Part 2: Addressing the possibility that body size could evolve as an indirect effect of adaptive diversification of brain size

A SECOND PATHWAY OF CORRELATED RESPONSES TO SELECTION

The above situation (Part 1) is likely the more familiar pattern, where including an additional variable helps to distinguish a desired direct effect from an overall association. However, adding variables to a multiple regression can also interfere with one's ability to make causal inferences. In the context of evolutionary diversification of correlated traits (e.g., brain size and body size), it may be necessary to consider an additional pathway of correlated responses: just as the selection on a correlated trait may induce a response in the focal trait, selection on the focal trait may lead to diversification of the correlated trait (Fig. 2A; the behavior of multiple regression analysis under this scenario is demonstrated by numerical example 3 in the Supporting information). For example, imagine that a selective agent, for example, habitat complexity, causes diversifying selection in brain size, with a correlated response in body size. Here, body size would be associated with habitat complexity solely via a correlated response to selection. Inasmuch as body size may evolve as a correlated response to habitat‐driven evolution of brain size, including body size as a predictor will, to some extent, amount to including a consequence of brain size evolution as though it was a cause. A more formal discussion of this “case‐control” or “selection” bias problem can be found in the causal inference literature (Bareinboim and Pearl 2012; Pearl 2013; Cinelli et al. 2020).

Figure 2

Directed acyclic diagrams showing possible causal relationships where controlling for body size will not recover the direct effect of the agent on brain size. (A) The selective agent causes diversifying selection in brain size which results in a correlated response in body size. Here, conditioning on body size will return an underestimate of the desired effect. (B) Reciprocal correlated responses to selection resulting from direct selection on body size (left; same as Fig. 1B) and brain size (right). Evolutionary theory suggests, as the most basic model, that both pathways in (B) may be occurring simultaneously, meaning that neither simple nor multiple regression can identify a direct causal effect of a selective agent on brain size.
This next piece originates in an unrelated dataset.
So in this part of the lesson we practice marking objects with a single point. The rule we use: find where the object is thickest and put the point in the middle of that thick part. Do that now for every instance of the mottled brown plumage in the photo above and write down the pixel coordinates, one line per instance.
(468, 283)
As far as the causal structure of direct and correlated selection is concerned, the possibility of both brain size and body size evolving via direct and correlated selection amounts to both diagrams in Figure 2B occurring simultaneously. Controlling for body size in this case would have two consequences: (1) to whatever extent brain size may be a correlated response to the evolution of body size, inclusion of body size as a predictor variable is essential to estimate the direct effect of the agent on brain size, but (2) to whatever extent body size may be a correlated response to evolution of brain size, its inclusion in the regression model will generate bias. In the language of causal inference, where body size may be a common outcome of brain size and the selective agent (Fig. 2B right), it is considered a “collider” variable, on which should generally not condition (Pearl 2013). A toy example where both traits may be evolving both due to direct and indirect pathways is provided in the Supporting information in numerical example 4.
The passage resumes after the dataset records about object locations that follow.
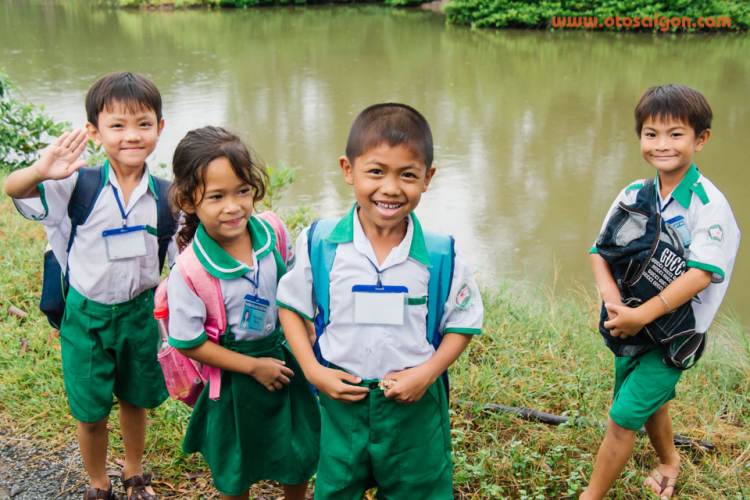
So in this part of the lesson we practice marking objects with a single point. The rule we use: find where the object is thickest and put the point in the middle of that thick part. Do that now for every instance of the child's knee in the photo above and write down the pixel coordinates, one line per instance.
(618, 431)
(93, 427)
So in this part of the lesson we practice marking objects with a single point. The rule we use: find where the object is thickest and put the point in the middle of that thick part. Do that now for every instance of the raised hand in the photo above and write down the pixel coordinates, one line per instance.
(271, 373)
(60, 159)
UNBIASED ESTIMATION OF DIRECT EFFECTS OF SELECTIVE AGENTS UNDER DIRECT AND CORRELATIONAL RESPONSES TO SELECTION

In principle, if a single one of the described causal diagrams could be confidently assumed for a selective agent, body size, and brain size in a given study, the consequences of conditioning on body size should be clear. In such cases, it would be relatively simple to calculate unbiased estimates of the direct effect of the agent on brain size. However, the null expectation from microevolutionary theory suggests that brain size and body size may be evolving as the result of both direct and correlated responses to selection (Lande 1979; Walsh and Lynch 2018) – at the very least it would be imprudent to rule out these causal pathways. As such, the basic statistical model for the diversification of allometric traits needs to accommodate for reciprocal, simultaneous direct and correlated responses to selection. As conditioning on body size is necessary to identify the causal effect under one pathway (Fig. 2B left) but will lead to bias in the other (Fig. 2B right), neither simple nor multiple regression will recover an accurate direct effect when both pathways may occur simultaneously.
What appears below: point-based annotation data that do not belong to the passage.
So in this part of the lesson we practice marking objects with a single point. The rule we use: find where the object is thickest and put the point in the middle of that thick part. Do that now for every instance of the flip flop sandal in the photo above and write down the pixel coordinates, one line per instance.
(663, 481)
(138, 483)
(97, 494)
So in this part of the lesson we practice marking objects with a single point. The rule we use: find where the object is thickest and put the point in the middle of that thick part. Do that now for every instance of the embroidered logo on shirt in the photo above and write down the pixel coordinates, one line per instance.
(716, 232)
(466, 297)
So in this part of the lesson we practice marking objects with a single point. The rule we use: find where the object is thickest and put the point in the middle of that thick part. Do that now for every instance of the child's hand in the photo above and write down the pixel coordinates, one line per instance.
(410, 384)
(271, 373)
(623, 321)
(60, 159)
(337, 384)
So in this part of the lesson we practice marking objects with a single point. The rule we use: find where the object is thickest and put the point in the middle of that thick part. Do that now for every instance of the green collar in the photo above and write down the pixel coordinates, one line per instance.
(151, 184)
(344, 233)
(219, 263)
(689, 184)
As a preliminary solution to this problem, we present a system of equations whose solution yields method of moments (MoM) estimators that recover the desired, direct effects of a selective agent on a (possibly) diversifying trait, like brain size, allowing for correlated responses to selection. Let and be the direct effects of a hypothesized selective agent on brain size and body size, respectively. Let be the variance–covariance matrix of brain size and body size among taxa that would exist without the influence of the selective agent,

The allometric regression of brain size on body size, in the absence of (or controlling for) the action of the hypothesized diversifying agent, is and the corresponding regression of body size on brain size, conditional on the hypothesized agent, is

From the rules of path analysis (linear transformations of random variables), the part of the covariance of the selective agent and brain size arising from the direct effect of the selective agent on brain size is . The corresponding part of the covariance of the selective agent and body size, arising from the direct diversifying effect only, is .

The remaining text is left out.